ガムランはいち早く司令部に入り、部隊の配置を支持していた。
「本国軍は1個ずつバンベルクとバーリッツに置く。『ラチッシュ』『テリッシュ』の両高地には山頂に砲兵を置き、合同軍の歩兵と第44野戦軍は『ライバー街道』と高地帯に満遍なく配置。騎兵はバーリッツに付ける。
そのように伝えろ。」
「はっ。」
ラチッシュ・テリッシュの二つの高地はトロバー領土のほぼ真ん中にあり、標高はともに300mクラス。山頂には新型のカノン砲を中心に砲兵軍を置き、中腹から麓から後方のライバー街道にかけて歩兵を配置し防御陣を築く。ライバー街道とは自衛隊が幹線道路と呼んでいた道である。
また主要都市には本国軍を置きバーリッツに至っては騎兵隊まで置いていた。
何故主戦派のガムランがこのような防御重視の部隊配置を行ったかと言うと、ガムラン曰く「非常に信頼できる情報筋から、敵が反攻に出てくると教えられた。」とのこと。だからこそ本来持ってくるはずではなかったカノン砲を持ち出し、テリッシュ高地の山頂に置く事にした。
ガムランの予想では、ランスニ川の渡河に2~3日掛かると予想した。そこから直ぐに攻勢するにしても野戦軍が高地帯前方で相手している間に砲兵軍や本国軍が配置を完了して、仮に野戦軍が突破されたとしても要塞化された高地や都市を占領する事は出来ない。だが数日の休息を挟んでくれた方が自軍にとって最高の状態で迎え撃てるの確実に敵に大打撃を与える事ができる。
「勝機は御有りなのですか?ガムラン大督。」
「俺は大督ではない。大軍卿(大元帥)であるぞ。」
「失礼しました。」
「田舎者が!貴様のような役立たずを再登用してやっているのだ。貴様はただ俺に従っておけば良いんだ。わかった!?田舎者の役立たず!」
第44野戦軍の指揮官、ティルナノーグ人のレイオンは腹の底から湧き上がる不快感を喉元で押さえ、顔に出さないように最大限我慢しながら、かすれ声で返答する。
「かしこまりました。失礼します。」
レイオンはこのとき誓った。「アイツ、ガムランを八つ裂きにし腸まで野原にぶちまけハゲワシの餌にしてやる。」。

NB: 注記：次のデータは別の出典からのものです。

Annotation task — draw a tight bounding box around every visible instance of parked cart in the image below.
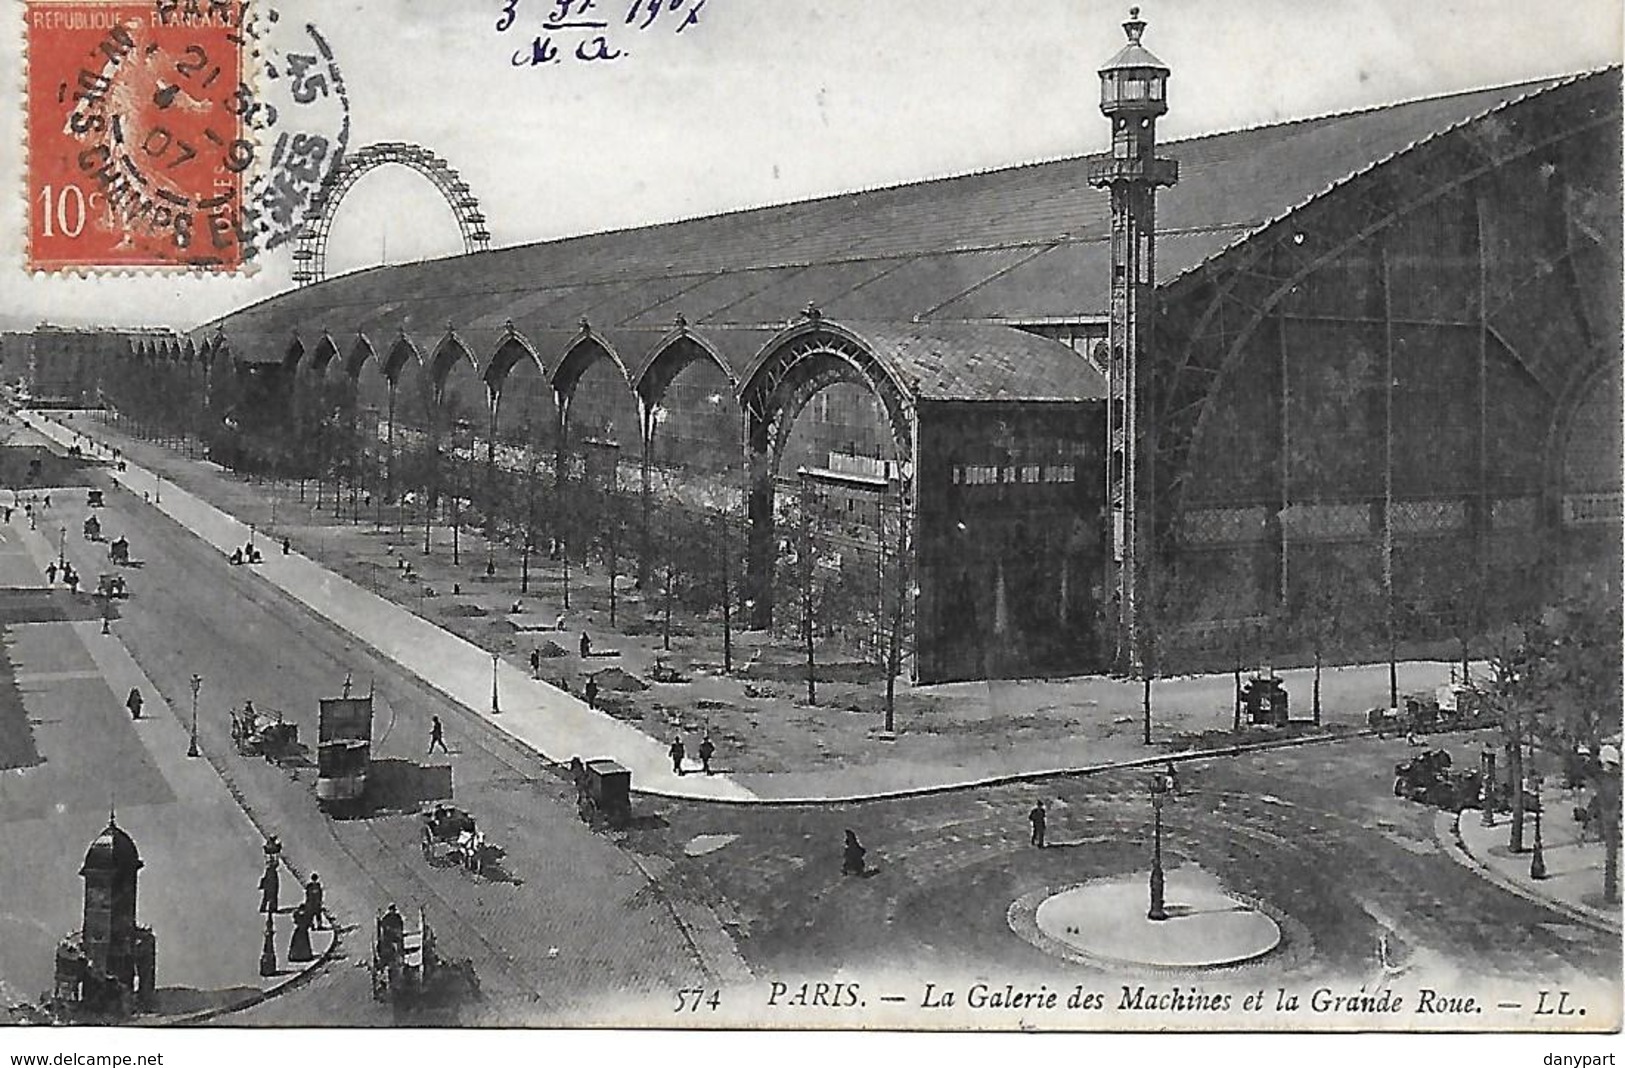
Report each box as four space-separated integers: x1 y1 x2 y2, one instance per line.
369 905 479 1008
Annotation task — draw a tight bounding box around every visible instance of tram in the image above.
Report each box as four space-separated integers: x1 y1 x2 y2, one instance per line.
317 677 373 813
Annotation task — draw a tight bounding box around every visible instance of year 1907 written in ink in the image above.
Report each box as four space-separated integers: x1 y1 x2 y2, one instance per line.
499 0 708 68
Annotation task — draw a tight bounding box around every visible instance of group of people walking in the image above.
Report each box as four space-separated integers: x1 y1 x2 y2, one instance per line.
668 734 718 776
44 559 79 592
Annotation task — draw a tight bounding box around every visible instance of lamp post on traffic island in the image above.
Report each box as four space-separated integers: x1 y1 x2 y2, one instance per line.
1529 746 1547 880
1148 770 1170 921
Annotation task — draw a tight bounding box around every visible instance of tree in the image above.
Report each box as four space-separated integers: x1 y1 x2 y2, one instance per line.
1135 565 1194 746
1286 550 1382 727
879 501 913 734
1483 595 1620 879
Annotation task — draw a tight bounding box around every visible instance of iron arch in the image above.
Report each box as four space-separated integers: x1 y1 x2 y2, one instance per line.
344 334 376 380
484 328 550 390
636 330 737 409
1164 100 1620 525
282 336 306 374
553 331 633 398
383 333 424 385
1544 344 1623 496
739 323 915 483
428 331 481 398
291 142 492 287
308 333 341 376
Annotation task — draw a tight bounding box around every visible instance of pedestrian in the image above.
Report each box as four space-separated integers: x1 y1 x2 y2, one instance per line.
3 507 11 522
529 648 541 678
1162 762 1179 794
428 715 448 754
842 830 867 876
64 570 78 593
555 612 566 632
43 493 50 510
579 631 591 658
126 687 143 720
303 873 329 930
45 561 57 584
699 735 716 775
281 536 291 556
584 676 599 709
379 904 405 964
259 860 280 914
1029 800 1047 848
669 736 685 776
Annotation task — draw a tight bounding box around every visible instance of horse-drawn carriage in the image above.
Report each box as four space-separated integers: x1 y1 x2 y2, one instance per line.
1370 680 1495 738
231 702 300 762
419 804 498 874
108 537 129 566
1393 749 1483 811
369 905 479 1007
94 573 127 600
81 515 100 541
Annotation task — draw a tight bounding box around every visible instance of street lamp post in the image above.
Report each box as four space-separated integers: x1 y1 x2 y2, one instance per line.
490 653 501 714
1148 771 1170 921
187 673 201 758
1480 743 1496 827
1530 746 1547 880
57 525 66 568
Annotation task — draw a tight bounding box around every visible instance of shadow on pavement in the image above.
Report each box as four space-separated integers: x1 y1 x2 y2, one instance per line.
354 758 454 816
149 984 264 1016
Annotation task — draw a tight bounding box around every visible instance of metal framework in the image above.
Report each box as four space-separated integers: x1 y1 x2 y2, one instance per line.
292 142 492 286
1147 75 1620 644
740 326 916 630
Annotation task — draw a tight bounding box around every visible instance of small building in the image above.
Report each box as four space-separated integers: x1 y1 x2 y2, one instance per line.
51 815 157 1016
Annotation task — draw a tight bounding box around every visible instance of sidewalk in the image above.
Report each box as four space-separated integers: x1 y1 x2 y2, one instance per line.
27 411 1471 804
1447 789 1621 934
0 509 332 1018
24 412 755 802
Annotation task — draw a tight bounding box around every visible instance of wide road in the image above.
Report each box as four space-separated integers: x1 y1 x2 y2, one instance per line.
626 734 1620 1025
75 457 716 1025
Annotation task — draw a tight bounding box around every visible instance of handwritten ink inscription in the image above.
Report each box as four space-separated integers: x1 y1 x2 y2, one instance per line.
499 0 707 68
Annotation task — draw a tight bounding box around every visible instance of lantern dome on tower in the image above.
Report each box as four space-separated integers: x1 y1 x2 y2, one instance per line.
81 815 143 875
1101 8 1168 73
1098 8 1170 117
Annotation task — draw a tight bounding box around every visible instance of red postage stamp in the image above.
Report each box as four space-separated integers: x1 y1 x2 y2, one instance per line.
25 0 250 271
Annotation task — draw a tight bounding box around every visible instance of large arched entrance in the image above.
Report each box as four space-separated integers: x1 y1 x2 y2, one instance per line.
739 322 915 632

司令所を出たレイオンを、第44野戦軍副官ガルリッシュが出迎える。だが、レイオンの顔は怒りで満ちており、ガルリッシュの顔から血の気が引いた。
「兵共はどうしている?」
レイオンのドスの利いた質問にガルリッシュは数秒遅れて反応する。
「・・・っ!はっ。1万人規模の集団に別れ、ラチッシュ・テリッシュ両高地の正面に配置して有ります。」
「よろしい。」
「敵軍が来たらどうするおつもりで?」
レイオンは自分にとっての『敵』とはガムランを指すのか、ジュッシュ軍を指すのか分からなかった。だが司令所の外にいたガルリッシュの立場で見た敵はジュッシュ軍ではないかとも思った。
「投降しろ。投降しボルドアス軍の情報と引き換えに保身を図れ。」
ガルリッシュはレイオンの心情を一瞬で理解した。
先の攻勢で3個野戦軍が壊滅し、自軍もまたジュッシュ軍とは違う謎の軍勢に襲われ、兵数の3分の1を消されてしまったのだから。
今度の防衛線もまた、あの軍勢が出てくる。そのときになれば全滅は必至。死ぬぐらいなら情報を渡して捕虜としての価値を僅かでも付け、石を投げられ唾を吐かれようが生きる事を選んだのだと。
第44野戦軍を含めた述べ28万の将兵が配置し終えるまでにはまだ5日は掛かる。だがその5日間がボルドアス帝国を崩壊へと誘う運命の5日間となる。